The Tenant invested approximately $200,000 to purchase the necessary equipment to construct the driving range. The driving range went into operation around September 2006 but by the following year the parties’ relationship deteriorated and the Tenant failed to pay rent in September, October, and November 2007. The Landlord terminated the lease on notice to the Tenant and the Tenant eventually returned to the property with its work crew and the Ontario Provincial Police. During this visit the Tenant attempted to remove the driving range equipment but the Landlord claimed ownership of the assets. The OPP suggested that the Tenant leave and obtain a court order for the return of the assets. The Tenant then commenced a lawsuit. While the protracted litigation was ongoing, the Landlord operated the driving range with the Tenant’s equipment.
In May 2016, more than 8 years after the Lease was terminated, a 3-day trial took place. The Trial Judge found the Landlord liable for the undepreciated value of the equipment as at the date of the lease termination. The Trial Judge also ordered $80,000 in “exemplary” damages against the Landlord, calculated as $10,000 per year for the eight years that the Landlord used the disputed equipment. The total damage award was $268,033.17. The Landlord was also ordered to pay the Tenant more than $100,000 in legal costs.
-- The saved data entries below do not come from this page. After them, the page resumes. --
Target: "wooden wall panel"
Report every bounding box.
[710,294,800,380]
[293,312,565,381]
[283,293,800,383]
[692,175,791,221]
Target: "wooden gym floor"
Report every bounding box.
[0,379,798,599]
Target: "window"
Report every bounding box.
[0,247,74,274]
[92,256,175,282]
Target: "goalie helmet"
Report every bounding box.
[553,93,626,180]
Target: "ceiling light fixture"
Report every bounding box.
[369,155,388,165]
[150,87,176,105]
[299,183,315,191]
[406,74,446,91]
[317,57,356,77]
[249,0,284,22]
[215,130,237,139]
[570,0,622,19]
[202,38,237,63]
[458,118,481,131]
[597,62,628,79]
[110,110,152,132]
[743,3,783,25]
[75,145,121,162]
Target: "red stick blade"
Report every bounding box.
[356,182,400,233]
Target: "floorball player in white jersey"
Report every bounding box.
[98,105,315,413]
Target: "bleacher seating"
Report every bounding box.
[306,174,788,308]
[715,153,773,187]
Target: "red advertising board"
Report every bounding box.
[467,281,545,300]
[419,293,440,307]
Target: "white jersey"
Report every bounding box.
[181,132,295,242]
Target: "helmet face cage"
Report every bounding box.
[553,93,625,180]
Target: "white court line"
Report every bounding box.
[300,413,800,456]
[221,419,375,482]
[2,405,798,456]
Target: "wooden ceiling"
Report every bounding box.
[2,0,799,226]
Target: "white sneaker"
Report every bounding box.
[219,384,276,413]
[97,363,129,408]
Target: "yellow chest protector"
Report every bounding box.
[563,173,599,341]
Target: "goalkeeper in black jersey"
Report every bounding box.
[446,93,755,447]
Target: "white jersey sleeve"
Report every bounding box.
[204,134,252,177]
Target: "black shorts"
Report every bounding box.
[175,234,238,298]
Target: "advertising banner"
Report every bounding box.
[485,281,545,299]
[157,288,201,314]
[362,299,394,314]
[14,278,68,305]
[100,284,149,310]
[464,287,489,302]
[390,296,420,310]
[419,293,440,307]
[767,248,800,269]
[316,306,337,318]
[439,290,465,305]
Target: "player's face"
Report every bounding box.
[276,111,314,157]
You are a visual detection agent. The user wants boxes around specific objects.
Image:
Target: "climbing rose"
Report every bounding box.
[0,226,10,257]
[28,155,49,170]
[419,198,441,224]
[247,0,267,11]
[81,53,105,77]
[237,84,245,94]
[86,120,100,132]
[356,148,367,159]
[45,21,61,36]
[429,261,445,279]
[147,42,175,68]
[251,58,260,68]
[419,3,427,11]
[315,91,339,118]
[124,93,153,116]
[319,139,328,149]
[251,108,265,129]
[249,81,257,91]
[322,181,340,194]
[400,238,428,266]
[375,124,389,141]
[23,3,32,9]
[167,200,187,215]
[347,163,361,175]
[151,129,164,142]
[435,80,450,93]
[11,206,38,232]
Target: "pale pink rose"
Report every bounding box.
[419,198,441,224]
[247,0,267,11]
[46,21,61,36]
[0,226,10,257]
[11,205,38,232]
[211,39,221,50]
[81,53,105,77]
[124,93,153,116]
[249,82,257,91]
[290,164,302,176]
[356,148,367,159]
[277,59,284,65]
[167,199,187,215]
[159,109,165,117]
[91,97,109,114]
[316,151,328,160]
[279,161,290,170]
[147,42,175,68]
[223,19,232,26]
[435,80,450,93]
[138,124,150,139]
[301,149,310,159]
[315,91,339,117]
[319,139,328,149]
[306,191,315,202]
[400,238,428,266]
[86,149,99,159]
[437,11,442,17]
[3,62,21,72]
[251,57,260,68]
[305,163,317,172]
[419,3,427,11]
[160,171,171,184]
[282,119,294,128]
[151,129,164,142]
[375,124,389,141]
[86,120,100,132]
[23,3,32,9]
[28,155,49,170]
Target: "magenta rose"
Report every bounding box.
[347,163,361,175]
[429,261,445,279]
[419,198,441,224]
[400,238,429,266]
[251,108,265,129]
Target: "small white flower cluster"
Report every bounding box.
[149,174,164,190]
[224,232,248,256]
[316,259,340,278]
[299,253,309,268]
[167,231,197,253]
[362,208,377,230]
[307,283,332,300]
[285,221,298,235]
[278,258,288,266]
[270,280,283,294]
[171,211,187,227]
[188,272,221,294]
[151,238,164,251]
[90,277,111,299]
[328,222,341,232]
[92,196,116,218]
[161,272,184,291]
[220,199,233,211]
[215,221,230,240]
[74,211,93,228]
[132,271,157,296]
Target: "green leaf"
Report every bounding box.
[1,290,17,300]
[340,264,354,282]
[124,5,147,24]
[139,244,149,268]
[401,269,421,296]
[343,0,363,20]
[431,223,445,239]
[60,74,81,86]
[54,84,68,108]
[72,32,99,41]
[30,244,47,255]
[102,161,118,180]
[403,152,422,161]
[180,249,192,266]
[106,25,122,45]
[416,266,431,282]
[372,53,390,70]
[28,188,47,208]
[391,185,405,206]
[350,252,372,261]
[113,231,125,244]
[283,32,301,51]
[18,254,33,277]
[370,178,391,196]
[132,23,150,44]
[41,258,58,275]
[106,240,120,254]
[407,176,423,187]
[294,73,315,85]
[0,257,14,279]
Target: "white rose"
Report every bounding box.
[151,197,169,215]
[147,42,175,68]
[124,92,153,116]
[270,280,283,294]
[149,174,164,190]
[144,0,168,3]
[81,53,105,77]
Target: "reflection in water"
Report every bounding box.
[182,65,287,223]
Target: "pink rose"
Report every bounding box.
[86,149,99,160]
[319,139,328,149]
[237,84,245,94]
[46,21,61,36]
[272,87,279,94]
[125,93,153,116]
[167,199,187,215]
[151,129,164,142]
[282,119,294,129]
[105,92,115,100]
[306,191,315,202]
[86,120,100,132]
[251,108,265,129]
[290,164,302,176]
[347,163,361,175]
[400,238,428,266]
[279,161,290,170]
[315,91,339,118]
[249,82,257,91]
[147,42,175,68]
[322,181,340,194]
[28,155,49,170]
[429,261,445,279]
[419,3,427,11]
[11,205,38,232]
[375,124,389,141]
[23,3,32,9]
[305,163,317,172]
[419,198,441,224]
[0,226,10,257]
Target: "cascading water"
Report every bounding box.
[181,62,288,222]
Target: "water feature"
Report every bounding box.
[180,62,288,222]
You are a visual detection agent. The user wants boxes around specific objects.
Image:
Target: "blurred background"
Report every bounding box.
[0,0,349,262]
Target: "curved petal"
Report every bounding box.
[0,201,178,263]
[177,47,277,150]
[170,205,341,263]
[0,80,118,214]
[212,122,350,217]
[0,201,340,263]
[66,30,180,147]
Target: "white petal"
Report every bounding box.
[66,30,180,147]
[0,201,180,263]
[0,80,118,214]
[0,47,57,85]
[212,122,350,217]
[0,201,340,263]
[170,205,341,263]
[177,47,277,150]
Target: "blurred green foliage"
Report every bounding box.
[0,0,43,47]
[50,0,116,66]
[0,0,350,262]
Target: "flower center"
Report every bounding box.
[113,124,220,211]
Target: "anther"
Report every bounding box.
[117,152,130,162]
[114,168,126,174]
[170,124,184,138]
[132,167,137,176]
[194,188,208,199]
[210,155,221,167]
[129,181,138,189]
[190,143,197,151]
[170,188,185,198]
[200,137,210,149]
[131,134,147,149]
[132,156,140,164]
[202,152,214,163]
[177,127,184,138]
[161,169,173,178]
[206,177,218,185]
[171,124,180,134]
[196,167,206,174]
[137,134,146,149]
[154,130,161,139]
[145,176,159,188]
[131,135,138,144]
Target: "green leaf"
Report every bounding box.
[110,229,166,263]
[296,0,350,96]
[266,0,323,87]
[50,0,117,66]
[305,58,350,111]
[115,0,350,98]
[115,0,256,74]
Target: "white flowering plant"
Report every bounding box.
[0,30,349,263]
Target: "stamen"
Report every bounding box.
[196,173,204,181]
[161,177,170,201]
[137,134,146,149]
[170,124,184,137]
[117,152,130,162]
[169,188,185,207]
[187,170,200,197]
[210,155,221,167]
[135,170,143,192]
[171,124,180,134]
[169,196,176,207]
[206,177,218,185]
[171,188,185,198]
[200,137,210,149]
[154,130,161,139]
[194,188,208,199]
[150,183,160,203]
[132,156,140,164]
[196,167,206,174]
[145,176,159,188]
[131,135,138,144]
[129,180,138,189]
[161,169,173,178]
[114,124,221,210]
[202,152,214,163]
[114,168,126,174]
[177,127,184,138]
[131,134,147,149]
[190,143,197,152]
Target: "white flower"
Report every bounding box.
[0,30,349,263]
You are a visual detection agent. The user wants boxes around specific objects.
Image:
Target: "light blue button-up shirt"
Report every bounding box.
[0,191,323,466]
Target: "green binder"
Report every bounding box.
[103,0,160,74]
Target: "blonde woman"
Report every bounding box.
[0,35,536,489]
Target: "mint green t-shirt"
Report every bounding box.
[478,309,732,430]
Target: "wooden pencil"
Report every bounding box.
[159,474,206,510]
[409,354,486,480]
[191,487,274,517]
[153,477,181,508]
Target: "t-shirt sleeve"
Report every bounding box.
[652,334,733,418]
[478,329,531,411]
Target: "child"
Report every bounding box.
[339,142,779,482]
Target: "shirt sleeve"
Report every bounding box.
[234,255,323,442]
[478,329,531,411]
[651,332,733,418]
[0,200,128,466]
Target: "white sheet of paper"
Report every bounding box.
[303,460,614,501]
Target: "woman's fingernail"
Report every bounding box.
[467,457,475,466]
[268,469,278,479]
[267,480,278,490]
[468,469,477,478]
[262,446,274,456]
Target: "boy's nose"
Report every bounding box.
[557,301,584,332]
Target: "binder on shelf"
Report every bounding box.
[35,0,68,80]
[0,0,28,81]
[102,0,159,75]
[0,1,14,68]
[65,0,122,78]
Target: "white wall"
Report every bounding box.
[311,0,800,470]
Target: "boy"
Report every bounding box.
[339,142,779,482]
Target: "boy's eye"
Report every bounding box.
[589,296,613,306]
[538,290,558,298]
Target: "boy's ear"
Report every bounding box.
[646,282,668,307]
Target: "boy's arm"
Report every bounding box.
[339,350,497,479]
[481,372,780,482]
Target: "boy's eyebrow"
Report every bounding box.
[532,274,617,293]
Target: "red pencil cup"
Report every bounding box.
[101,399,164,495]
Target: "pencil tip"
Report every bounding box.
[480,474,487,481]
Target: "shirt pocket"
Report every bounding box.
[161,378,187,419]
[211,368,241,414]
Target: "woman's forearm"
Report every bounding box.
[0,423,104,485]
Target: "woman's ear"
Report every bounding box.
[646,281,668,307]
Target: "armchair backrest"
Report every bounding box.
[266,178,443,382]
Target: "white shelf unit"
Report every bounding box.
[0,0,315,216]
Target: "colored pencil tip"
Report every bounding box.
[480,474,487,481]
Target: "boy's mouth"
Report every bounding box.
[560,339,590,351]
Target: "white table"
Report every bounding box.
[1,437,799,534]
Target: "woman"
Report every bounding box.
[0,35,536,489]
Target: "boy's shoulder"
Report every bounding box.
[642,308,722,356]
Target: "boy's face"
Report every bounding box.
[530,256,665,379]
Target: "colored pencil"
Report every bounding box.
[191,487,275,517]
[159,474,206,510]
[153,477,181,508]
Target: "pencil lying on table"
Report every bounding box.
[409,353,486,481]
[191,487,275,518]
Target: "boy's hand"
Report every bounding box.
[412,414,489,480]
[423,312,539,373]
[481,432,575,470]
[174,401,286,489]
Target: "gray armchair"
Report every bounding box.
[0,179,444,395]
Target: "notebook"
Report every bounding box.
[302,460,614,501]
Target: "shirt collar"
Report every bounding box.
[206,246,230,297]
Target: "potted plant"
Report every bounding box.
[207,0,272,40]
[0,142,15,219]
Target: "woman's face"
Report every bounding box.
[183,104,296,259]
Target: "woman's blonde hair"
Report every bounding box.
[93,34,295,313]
The Landlord appealed the Trial Judge’s ruling arguing that certain of the assets were abandoned fixtures. Fixtures are assets that are sufficiently affixed to real property such that they are considered permanent in nature and part of the land. The general rule is that fixtures remain with the land following the end of a tenancy; but not all fixtures fall within this rule. Trade fixtures are assets that are affixed to leased premises by a Tenant for trade or commercial purposes. Courts have consistently held that Tenants are presumptively allowed to remove trade fixtures at the end of a tenancy so long as the removal does not materially damage the premises.
The Court of Appeal rejected the notion that the Tenant had abandoned its equipment and also rejected the Landlord’s argument that the equipment should be classified as fixtures. The Court of Appeal also agreed with and affirmed the Trial Judge’s finding that the Landlord lost its right to distrain when the Landlord elected to terminate the Lease.
Although the Court of Appeal ultimately set aside the Trial Judge’s award of exemplary damages, Performance Plus is a perfect example of the serious financial and legal consequences likely to befall a Landlord who exercises the remedy of distraint without the requisite caution.